Yeah, I think like if you look at that report that that was the
other thing that really stood out to me was that there was just
such a high trust model in governments or regulatory bodies to look
after the good of um of us the the general population. So uh
basically I think people are just like well there's people way
smarter than me that can can do this. So uh for me I think security
is an interesting one because I think we've got students who have
grown up in a world of security. So we look at it because we didn't
have it um or there's data and you know uh all the all the stuff
we're putting our information into goodness knows how many apps on
our phones and different websites and and so on and so we didn't
have it now we do and we've got something to compare and crunch us
to but our students don't and so they seem to be a little bit more
blas about it um
and it's interesting even just uh not yesterday I think the day
before a whole bunch of COVID results were sent to the wrong people
just via text message so uh it's not just AI where we're getting
these security issues. It's like, you know, people's medical
reports are now being texted to the wrong person.
Yeah. And that's the the, you know, the notifiable breaches. You
know, people can get heavily fined now for for leaking data out.
And, you know, I know in the corporate environment, we we're doing
a lot of training around there. But, you know, I I I look at that
every quarter, the report that comes out about the mandatory
notifiable breaches that we've got to do and education, I think,
had 44 last quarter, and the majority of those people, you know,
sending emails, sharing documents they shouldn't and things like
that, which is quite a interesting. It's always look, it's always
good to look for trends and sometimes we see things in the news
which are which are kind of quite scary, but then a lot of the
stuff's kind of low level, but actually quite serious in lots of
cases.
Go on, Blake.
I was just reading the uh the IT news um uh yesterday and they were
talking about a breach that affected 100,000 teacher accounts from
K7 maths. But when you read into it more, you know, no passwords
are exposed. So on the surface it looks really scary.
Um but the passwords were all encrypted, right? Which okay that
they could be decrypted depending on the encryption level that was
used but again you know the the media aren't reporting the
encryption and and to me that's kind of critical information like
if if your password's being put out there well is it is it
crackable or is it so sec you know is the encryption so heavy on it
that it would be 25 years or is it just a basic level encryption
that's done inhouse that's going to be crackable in you know a few
hours. does because if you're a target, if you're a public profile
or you've, you know, you've said things that this company or these
bad actors don't like, you know, they can they can crack that and
get into your account before before you even know potentially.
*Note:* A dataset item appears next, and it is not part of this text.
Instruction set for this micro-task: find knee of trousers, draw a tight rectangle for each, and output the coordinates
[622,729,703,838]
Yeah. And and I think, you know, being involved in edtech for quite
a while, I think there was a lot of um uh companies previously that
that and there are some companies these days that store usernames
about the students and you know, things like that because they they
store that locally and lots of that technology now like using Aure
active directory or some other identity providers help you kind of
single sign onto that. So so hopefully you you know because you you
don't want as a as a as you know anyway Blake in your role you know
you don't really want to be sitting on the credentials of a load of
kids um or or teachers if if you can help it but yeah you're
absolutely right you know it's it's the a lot of the time this
there's a lot of misinterpreted um things in the papers because
that's what sells papers and makes people click on the ads and
nobody reads the context or sometimes they don't don't have the
technical knowledge to actually ask the right questions in a lot of
these cases. You know, when you look I you know, it was almost
laughable when I when you're watching the um the the Senate try to
kind of grill Mark Zuckerberg from Facebook like a year or so ago
and the questions they were asking him were just absolutely
ridiculous. They weren't they weren't anything to do with the
business model that he provided and and you know the real questions
there were skirt their own because people didn't really know what
to ask him, you know.
Are you suggesting our regulators might be out of touch?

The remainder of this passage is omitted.